This lesson is still being designed and assembled (Pre-Alpha version)

Simple linear regression for public health

Data Carpentry’s aim is to teach researchers basic concepts, skills, and tools for working with data so that they can get more done in less time, and with less pain. This lesson was designed for researchers interested in working with public health data in R, but may be of interest to researchers in other fields as well.

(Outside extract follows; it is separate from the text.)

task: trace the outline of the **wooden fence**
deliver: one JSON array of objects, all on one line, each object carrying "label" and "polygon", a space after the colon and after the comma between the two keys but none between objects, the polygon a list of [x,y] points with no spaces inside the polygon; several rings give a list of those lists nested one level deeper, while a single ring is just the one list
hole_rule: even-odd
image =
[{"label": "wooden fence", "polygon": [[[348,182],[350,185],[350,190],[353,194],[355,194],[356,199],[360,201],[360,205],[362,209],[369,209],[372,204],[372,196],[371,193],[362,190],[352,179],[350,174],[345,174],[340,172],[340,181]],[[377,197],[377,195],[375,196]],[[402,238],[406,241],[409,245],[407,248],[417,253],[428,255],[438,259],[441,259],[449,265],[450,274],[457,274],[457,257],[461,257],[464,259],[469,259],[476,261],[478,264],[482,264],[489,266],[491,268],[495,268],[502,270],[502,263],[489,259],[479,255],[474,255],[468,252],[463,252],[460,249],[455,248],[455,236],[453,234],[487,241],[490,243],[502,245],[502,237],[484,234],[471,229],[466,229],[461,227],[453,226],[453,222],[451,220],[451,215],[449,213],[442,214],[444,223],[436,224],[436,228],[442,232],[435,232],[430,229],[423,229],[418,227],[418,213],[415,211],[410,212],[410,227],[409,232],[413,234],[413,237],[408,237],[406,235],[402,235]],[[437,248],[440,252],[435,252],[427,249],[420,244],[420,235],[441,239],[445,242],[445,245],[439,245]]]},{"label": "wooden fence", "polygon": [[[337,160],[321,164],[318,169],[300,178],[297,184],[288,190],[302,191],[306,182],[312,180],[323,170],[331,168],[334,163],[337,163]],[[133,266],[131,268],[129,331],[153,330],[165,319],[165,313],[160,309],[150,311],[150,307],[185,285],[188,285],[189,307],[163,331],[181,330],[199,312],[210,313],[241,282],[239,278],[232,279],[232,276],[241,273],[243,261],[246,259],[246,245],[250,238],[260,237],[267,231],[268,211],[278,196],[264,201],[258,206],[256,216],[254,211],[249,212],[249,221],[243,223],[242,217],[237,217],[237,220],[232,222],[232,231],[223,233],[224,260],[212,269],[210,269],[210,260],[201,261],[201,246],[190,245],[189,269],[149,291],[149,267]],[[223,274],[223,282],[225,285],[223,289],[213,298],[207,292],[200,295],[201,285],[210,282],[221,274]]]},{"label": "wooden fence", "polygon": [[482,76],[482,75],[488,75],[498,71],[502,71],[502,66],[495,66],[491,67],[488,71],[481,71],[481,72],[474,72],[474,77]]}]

This lesson provides an introduction to simple linear regression. The episodes cover the concept of simple linear regression, the use of simple linear regression with various types of predictor variables (single continuous variable, single factor variable with two groups and single factor variable with more than two groups), predictions of the mean and the assessment of model fit and assumptions.

Getting started

To get started, see the instructions in the Setup page. There you will learn how to obtain the data and packages used in this lesson.

Prerequisites

This lesson does not require a formal background in statistics.

This lesson requires:

  • Working copies of R and RStudio. See here for installation instructions.
  • An understanding of how to use the Tidyverse packages to summarise and manipulate data in RStudio. See these episodes on data handling and data manipulation.
  • An understanding of how to use the ggplot2 package to plot data in RStudio. See this episode on data visualisation.
  • An understanding of the concepts covered in the Statistical thinking for public health lesson.

Schedule

Setup Download files required for the lesson
00:00 1. An introduction to linear regression What type of variables are required for simple linear regression?
What do each of the components in the equation of a simple linear regression model represent?
00:20 2. Linear regression with one continuous explanatory variable How can we assess whether simple linear regression is a suitable way to model the relationship between two continuous variables?
How can we fit a simple linear regression model with one continuous explanatory variable in R?
How can the parameters of this model be interpreted in R?
How can this model be visualised in R?
01:00 3. Linear regression with a two-level factor explanatory variable How can we explore the relationship between one continuous variable and one categorical variable with two groups prior to fitting a simple linear regression?
How can we fit a simple linear regression model with one two-level categorical explanatory variable in R?
How does the use of the simple linear regression equation differ between the continuous and categorical explanatory variable cases?
How can the parameters of this model be interpreted in R?
How can this model be visualised in R?
01:40 4. Making predictions from a simple linear regression model How can predictions be manually obtained from a simple linear regression model?
How can R be used to obtain predictions from a simple linear regression model?
02:00 5. Assessing simple linear regression model fit and assumptions What does it mean to assess model fit?
What does $R^2$ quantify and how is it interpreted?
What are the six assumptions of simple linear regression?
How do I check if any of these assumptions are violated?
04:00 6. Optional: linear regression with a multi-level factor explanatory variable How can we explore the relationship between one continuous variable and one multi-level categorical variable prior to fitting a simple linear regression?
How can we fit a simple linear regression model with one multi-level categorical explanatory variable in R?
How can the parameters of this model be interpreted in R?
How can this model be visualised in R?
04:25 Finish

The actual schedule may vary slightly depending on the topics and exercises chosen by the instructor.